I Fought the Law | Secret Police?


The Gospel of Mark

In looking toward our text for Sunday, N.T. Wright – as always – has some rather brilliant thoughts. If you get the chance, read through his take on the passage:

“The twentieth century saw a great deal of secret police activity. The KGB in the Soviet Union, and the Stasi in East Germany, were legends in their own lifetime during the Communist period. Several countries in Central and South America, and some parts of Asia, have thriving secret police forces that are rightly fear by ordinary folk.

That’s the picture we naturally think of when we find Pharisees spying on Jesus and his followers; and it’s actually very misleading. The Pharisees were not in any sense an official secret police force, in Jesus’ day or at any other time. They were an unofficial party, who had been active as a religious and political pressure group for nearly 200 years by Jesus’ time. (Most political parties in modern Western democracies and much younger than that, at least in their present form.) The Pharisees were entirely self-chosen, and had no authority to make laws or enforce them. They did, though, have considerable influence on ordinary people, who respected their expertise in Israel’s ancestral laws and traditions.

If they weren’t like a secret police, then what were they like? Some were wise, devout, holy men. Some, though, behaved like nosey journalists in the modern world, setting themselves up as the self-appointed guardians of public morality and spying on people in the public eye. That’s what seems to be going on here. they probably would have bothered to check on an ordinary group of people walking through the cornfields on the sabbath. But Jesus and his followers weren’t ordinary people. They were already marked out because of what Jesus was doing and the implicit claims he was making. They needed watching, to see if they were loyal Jews or not. just as anyone who even looks as though they might run for office in some modern democracies will find the journalists taking a sudden interest in their everyday private behaviour, to see if there’s any mud that might stick, so Jesus’ growing reputation attracted similar attention.

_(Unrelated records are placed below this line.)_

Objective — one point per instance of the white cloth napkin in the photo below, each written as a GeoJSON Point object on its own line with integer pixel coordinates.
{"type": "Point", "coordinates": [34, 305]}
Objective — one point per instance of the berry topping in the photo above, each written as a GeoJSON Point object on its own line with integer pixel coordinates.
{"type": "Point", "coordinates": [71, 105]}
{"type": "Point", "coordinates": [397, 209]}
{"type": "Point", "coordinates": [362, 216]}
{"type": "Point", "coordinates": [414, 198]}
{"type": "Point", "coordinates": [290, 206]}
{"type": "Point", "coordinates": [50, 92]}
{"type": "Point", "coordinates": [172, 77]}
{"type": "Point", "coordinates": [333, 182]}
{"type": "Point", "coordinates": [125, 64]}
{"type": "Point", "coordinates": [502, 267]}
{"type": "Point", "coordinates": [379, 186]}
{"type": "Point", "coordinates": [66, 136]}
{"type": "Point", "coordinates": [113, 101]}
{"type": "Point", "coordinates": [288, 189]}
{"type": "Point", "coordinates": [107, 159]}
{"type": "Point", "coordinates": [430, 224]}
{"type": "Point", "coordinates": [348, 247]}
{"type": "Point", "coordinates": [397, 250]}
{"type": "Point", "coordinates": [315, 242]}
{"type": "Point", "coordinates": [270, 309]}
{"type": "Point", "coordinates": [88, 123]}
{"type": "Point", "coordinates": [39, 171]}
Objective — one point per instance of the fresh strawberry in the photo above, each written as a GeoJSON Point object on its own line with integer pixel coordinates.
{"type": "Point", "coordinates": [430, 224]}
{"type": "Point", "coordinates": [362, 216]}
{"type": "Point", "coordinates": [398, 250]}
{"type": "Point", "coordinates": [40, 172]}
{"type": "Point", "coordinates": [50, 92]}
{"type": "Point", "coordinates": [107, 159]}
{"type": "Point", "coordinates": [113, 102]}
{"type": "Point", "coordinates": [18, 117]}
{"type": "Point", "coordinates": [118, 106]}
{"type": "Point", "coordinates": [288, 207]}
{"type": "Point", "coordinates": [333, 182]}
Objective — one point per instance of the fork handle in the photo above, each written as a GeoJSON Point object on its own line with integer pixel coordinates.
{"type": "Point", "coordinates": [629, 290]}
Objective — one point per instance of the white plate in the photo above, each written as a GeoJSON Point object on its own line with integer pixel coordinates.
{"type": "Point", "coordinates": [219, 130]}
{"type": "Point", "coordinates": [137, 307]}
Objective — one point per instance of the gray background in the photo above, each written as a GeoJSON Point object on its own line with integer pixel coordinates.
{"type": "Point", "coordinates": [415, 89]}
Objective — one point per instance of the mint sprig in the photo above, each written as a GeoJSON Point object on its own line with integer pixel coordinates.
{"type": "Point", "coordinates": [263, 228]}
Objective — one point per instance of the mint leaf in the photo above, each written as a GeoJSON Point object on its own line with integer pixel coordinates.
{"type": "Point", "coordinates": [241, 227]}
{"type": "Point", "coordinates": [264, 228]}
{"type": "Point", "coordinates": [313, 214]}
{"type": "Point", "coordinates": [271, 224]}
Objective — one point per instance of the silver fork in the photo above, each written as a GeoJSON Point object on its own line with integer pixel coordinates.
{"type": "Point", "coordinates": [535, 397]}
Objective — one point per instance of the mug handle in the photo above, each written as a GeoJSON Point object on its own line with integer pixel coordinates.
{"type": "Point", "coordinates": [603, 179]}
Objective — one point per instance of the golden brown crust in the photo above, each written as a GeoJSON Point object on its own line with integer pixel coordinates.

Keeping the sabbath was, of course, one of the Ten Commandments, and it had been reinforced by the prophets and by subsequent Jewish teaching. It was one of the things that marked out the Jews, over the centuries, from their pagan neighbours – one of the things that reminded them that they were God’s people. It wasn’t an odd moral commandment which people observed to earn merit or favour with God; it was a sign that they belonged to the true God, the creator of the world, who had himself rested on the seventh day. Just as today, in some parts of Jerusalem, the successors of the Pharisees watch carefully to see that everybody in the area is observing the sabbath properly, so in Jesus’ day some Pharisees check up at least on would-be leaders and new movements.

Jesus’ reply is a bit of a tease, but packs a strong punch. He doesn’t deny that the disciples are out of line with traditional sabbath observance, but he pleads special circumstances and scriptural precedent. He puts himself on part with King David in the period when David, already anointed by Samuel but not yet enthroned (because Saul was still king), was on the run, gathering support, waiting for his time to come. That’s a pretty heavy claim: the implication is that Jesus is the true king, marked out by God (presumably in his baptism) but not yet recognized and enthroned. He therefore has the right, when he and his people are hungry, to by-pass the normal regulations. In other words, this kind of sabbath-breaking, so far from being and act of causal or wanton civil disobedience, is a deliberate sign, like the refusal to fast: a sign that the King is here, that the kingdom is breaking in, that instead of waiting for the old creation to come to its point of rest the new creation is already bursting upon the old world.

All of this is summed up in the riddle at the end, which probably puzzled Jesus’ hearers as much as it does people today. It is a combined comment about the sabbath and about Jesus’ own authority. This is the second time we meet ‘the son of man’ in Mark; the setting seems to reinforce one particular meaning the phrase could have, namely the messianic figure which first-century Jews discovered in Daniel 7, whose arrival and enthronement signals the start of God’s kingdom. Jesus doesn’t mean that just any human being is the ‘Lord of the sabbath,’ but that the Messiah, the true representative human being, has authority over institutions that might otherwise repress human beings.

Jesus’ action, and its explanation, were a coded messianic claim, a claim that in him the new day was dawning in which even Israel’s God-give laws would be seen in a new light. How much more are the institutions and local customs of ordinary societies to be judged by the humanizing role of the son of man!”